In deze tussenuitspraak van de Rechtbank Rotterdam, gedateerd 18 juli 2018, wordt de zaak behandeld van een eiser die een financiële tegemoetkoming voor het gebruik van zijn auto onder de Wet maatschappelijke ondersteuning (Wmo) 2015 heeft aangevraagd. De gemeente Goeree-Overflakkee heeft eerder de financiële tegemoetkoming beëindigd, met het argument dat de Wmo 2015 hiervoor geen grondslag biedt. Eiser heeft hiertegen beroep ingesteld, waarbij hij stelt dat hij zonder deze tegemoetkoming de autokosten niet kan betalen en dat andere bewoners in vergelijkbare situaties wel een tegemoetkoming hebben ontvangen.
De rechtbank oordeelt dat de gemeente onvoldoende heeft aangetoond dat het bezit en gebruik van de auto als een algemeen gebruikelijke voorziening kan worden aangemerkt. De rechtbank verwijst naar eerdere uitspraken van de Centrale Raad van Beroep, die aangeven dat ook onder de Wmo 2015 een financiële tegemoetkoming mogelijk is, mits aan bepaalde voorwaarden wordt voldaan. De rechtbank stelt de gemeente in de gelegenheid om het gebrek in de besluitvorming te herstellen en een nieuw besluit te nemen, waarbij de financiële situatie van eiser en de kosten van het autovervoer in acht moeten worden genomen. De rechtbank houdt verdere beslissingen aan tot de einduitspraak op het beroep.

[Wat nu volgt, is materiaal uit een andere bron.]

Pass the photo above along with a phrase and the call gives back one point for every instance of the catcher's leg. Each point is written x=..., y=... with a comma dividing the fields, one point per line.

De uitspraak benadrukt het belang van een zorgvuldige afweging van de persoonlijke omstandigheden van de aanvrager en de noodzaak voor de gemeente om adequaat te onderbouwen waarom een maatwerkvoorziening al dan niet nodig is. De rechtbank geeft de gemeente zes weken de tijd om het gebrek te herstellen, waarna eiser de mogelijkheid krijgt om te reageren op de herstelpoging.